Yesterday, July 17th we celebrated our ten years of marriage. As my beautiful wife Lecia sleeps so very soundly next to me, I realize how much of a presence she is to me, my rock. In these turbulent times, marriages are put to the test, some because of their weak fibers snap at the slightest tug and fail. Other marriages are made of strong steel cable and can resist the heaviest of uncertainty that can prey upon a marriage in these uncertain times.
I work in the entertainment industry, I work with some of the most beautiful women in the modeling industry and the acting world, to be honest it is not easy to resist the "candy", but I do everyday, because I have a wonderful Wife waiting for me every night. There is always temptation that wants to sway us and make us wonder what is on the other side of the grass, we are as the say "human". What then is the defining words of being "human", doing what we please or doing what is morally right?
If one creates a strong foundation, a hurricane can resist whatever winds besiege its very structure. When times are good, in a slight breeze any marriage can stay sound, however once a couple is met with adversity, a bad economy, loss of income, sickness, the very fiber of that structure can destroy itself from within.

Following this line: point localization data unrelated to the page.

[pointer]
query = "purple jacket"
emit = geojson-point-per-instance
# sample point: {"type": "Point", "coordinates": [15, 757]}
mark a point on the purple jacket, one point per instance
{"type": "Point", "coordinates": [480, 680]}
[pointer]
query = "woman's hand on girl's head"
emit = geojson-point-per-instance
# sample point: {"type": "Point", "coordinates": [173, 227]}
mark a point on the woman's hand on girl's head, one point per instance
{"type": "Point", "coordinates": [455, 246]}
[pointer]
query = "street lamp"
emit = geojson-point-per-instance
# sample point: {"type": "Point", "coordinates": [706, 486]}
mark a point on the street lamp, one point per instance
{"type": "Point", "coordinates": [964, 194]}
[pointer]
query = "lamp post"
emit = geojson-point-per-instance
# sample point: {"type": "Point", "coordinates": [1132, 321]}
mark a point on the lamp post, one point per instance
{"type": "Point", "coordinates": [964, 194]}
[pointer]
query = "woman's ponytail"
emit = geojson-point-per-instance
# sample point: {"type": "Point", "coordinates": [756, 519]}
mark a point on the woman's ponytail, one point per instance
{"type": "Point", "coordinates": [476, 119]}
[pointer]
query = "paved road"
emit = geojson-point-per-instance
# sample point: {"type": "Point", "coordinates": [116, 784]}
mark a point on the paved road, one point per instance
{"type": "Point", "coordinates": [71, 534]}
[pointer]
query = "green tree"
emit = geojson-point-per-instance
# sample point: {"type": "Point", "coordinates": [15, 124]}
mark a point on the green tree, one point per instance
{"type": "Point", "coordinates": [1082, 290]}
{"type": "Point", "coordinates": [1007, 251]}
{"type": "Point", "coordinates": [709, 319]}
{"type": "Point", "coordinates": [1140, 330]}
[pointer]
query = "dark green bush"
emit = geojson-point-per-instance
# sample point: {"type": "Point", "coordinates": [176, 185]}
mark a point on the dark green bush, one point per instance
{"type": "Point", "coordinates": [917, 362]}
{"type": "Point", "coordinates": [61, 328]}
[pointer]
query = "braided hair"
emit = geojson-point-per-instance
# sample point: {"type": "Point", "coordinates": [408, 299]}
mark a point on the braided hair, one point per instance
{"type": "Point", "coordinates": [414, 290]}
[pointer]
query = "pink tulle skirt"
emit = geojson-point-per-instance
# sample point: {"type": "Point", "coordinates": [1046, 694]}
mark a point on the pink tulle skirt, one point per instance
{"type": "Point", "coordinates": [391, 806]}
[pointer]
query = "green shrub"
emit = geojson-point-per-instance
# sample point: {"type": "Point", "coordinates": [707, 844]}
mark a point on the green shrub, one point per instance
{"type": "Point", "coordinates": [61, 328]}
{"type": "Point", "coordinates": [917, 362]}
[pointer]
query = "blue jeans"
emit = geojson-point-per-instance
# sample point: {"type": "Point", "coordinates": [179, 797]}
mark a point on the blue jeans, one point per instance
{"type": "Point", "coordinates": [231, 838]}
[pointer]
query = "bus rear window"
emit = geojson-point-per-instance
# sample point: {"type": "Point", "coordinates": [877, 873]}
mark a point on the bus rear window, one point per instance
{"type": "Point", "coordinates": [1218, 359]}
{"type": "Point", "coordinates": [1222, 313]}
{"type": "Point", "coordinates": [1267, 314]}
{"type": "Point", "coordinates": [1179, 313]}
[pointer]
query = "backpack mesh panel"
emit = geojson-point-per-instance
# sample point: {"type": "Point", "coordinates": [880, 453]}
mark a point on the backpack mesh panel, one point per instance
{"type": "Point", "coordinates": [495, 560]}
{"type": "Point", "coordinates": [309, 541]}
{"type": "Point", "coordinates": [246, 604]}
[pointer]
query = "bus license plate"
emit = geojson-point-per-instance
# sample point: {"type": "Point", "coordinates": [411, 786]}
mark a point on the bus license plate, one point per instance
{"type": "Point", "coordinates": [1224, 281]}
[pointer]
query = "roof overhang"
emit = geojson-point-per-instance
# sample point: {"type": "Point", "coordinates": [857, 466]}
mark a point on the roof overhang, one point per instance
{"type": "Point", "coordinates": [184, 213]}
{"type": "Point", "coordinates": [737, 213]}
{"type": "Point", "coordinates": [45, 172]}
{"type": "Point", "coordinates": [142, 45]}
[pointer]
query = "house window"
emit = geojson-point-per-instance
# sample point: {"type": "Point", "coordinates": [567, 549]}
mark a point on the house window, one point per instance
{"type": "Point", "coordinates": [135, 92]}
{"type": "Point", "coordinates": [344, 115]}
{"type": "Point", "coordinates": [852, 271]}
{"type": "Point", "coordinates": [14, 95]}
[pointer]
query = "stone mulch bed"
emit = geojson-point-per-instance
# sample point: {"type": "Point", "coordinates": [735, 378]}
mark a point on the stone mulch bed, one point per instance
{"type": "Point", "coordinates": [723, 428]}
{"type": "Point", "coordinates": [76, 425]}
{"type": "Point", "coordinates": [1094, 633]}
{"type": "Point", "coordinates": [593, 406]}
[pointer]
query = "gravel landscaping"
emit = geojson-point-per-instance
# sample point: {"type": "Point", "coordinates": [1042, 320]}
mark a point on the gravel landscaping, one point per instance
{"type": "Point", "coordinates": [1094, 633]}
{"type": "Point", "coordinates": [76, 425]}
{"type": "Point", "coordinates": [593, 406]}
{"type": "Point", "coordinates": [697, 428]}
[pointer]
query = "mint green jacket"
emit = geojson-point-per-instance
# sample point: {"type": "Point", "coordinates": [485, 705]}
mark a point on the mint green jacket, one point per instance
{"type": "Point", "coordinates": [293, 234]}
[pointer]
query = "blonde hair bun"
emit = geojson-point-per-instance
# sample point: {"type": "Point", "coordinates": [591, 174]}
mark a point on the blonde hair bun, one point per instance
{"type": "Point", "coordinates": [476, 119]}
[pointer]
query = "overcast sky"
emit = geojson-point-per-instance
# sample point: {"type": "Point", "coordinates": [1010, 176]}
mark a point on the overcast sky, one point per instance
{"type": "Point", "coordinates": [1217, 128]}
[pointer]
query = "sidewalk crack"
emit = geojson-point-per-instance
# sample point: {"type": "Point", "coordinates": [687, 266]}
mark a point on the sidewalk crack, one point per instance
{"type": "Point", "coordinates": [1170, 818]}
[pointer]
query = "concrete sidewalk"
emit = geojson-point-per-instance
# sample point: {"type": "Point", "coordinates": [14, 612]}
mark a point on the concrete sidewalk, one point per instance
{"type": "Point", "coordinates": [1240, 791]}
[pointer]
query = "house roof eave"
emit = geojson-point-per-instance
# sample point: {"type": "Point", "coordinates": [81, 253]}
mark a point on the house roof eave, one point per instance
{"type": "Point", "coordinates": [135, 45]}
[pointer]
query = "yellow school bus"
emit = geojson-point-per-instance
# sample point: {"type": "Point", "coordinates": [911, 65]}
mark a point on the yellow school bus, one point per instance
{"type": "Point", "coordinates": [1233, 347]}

On a personal side, this has been a very challenging year for "us", my business is down, like so many other businesses in this down economy, credit is tight and one has to make the decisions what are the most important bills to be paid every month. In my office I have a slogan sitting on my desk that reads "Failure is not an Option", many times I pondered those words, not only for my business, but for my marriage. "Failure is not an option", what do those words really mean? At the time when I wrote that phrase back in 2006; I was studying for my commercial driver license and about to purchase a new motor home for my business. This was a motivating slogan to give me an incentive to keep on studying, to keep looking for the right RV. Today that phrase is a cornerstone that perpetuates me to not give up when it is so easy to just walk away from everything. Quitters give up, that is their nature, but individuals with a strong moral core do not give up when hit with adversity, adversity makes them stronger.
I am networking more than any other time in my life and I am always seeking new markets for my services. This is what it takes to survive in this economy, and in my mind, if the business ultimately fails, something that I realize I have no control of; God will steer me in a new and better direction, but I will do so, with my co-pilot sitting next to me, my Wife.